Comedy Central Says Goodnight to Larry Wilmore
15 Aug, 2016
It’s time to say goodnight to The Nightly Show With Larry Wilmore: Comedy Central has canceled the series just over a year and a half after its Jan. 19, 2015 debut, the network confirmed to EW on Monday. The final episode will air Thursday, and @Midnight will then take over the 11:30 p.m. time slot.
“We thank Larry and The Nightly Show staff for their tireless efforts across the past two years and the conversations the show generated by addressing social issues of great importance to the country, always challenging people’s attitudes, perceptions, and bias,” Comedy Central said in a statement.
Comedy Central president Kent Alterman alluded to the show’s ratings on Monday, telling the New York Times the show “hasn’t resonated.”
“Even though we’ve given it a year and a half, we’ve been hoping against hope that it would start to click with our audience, but it hasn’t happened and we haven’t seen evidence of it happening,” said Alterman.
In a separate statement, Wilmore, who was previously a correspondent on The Daily Show, said he’s “really grateful to Comedy Central, Jon Stewart, and our fans to have had this opportunity.”
“But I’m also saddened and surprised we won’t be covering this crazy election or ‘The Unblackening’ as we’ve coined it,” he continued. “And keeping it 100, I guess I hadn’t counted on ‘The Unblackening’ happening to my time slot as well.”
Wilmore is also currently an executive producer on ABC sitcom Black-ish, which he served as the showrunner for until The Nightly Show began, and recently co-created upcoming HBO comedy Insecure with Issa Rae.
The Nightly Show replaced The Colbert Report when Stephen Colbert left the network to host CBS’ The Late Show. The Daily Show’s Jon Stewart pitched the idea for the series as “a show that exists in between news and punditry, or ‘fake news’ and punditry,” he told EW in 2014.
“The Daily Show is a parody of the news. The Colbert Report is a parody of punditry. This would exist in the middle of that, for voices that were not necessarily as prominent in the dialogue,” Stewart continued. “I always view The Daily Show as the mothership or the nuclear reactor that we all feed off. So this was a chance to give those voices a chance to pilot a mothership.”

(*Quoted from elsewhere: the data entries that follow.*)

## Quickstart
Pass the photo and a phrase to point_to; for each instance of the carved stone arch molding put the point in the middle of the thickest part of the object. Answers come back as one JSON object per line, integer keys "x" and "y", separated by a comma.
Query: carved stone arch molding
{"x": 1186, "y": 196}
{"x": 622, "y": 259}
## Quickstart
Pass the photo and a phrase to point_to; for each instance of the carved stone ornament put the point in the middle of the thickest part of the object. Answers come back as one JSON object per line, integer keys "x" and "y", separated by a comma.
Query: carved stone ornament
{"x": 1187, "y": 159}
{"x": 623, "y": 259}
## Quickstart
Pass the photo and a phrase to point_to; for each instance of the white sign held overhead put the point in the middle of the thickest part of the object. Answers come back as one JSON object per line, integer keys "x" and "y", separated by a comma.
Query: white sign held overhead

The show was originally titled The Minority Report With Larry Wilmore until they discovered Fox already had a pilot with the same name. “I actually ended up liking The Nightly Show a lot, because then I thought, ‘Well, people can now define their own notion of the show,’” Wilmore told EW in 2015. “People ask me what it is, and I say, ‘If you’re watching The Daily Show, and it feels like it’s getting a little darker, you’re probably watching The Nightly Show.”
Wilmore hasn’t directly commented on the cancelation on social media, although he did post lyrics from The Beatles’ “Two of Us” Sunday night.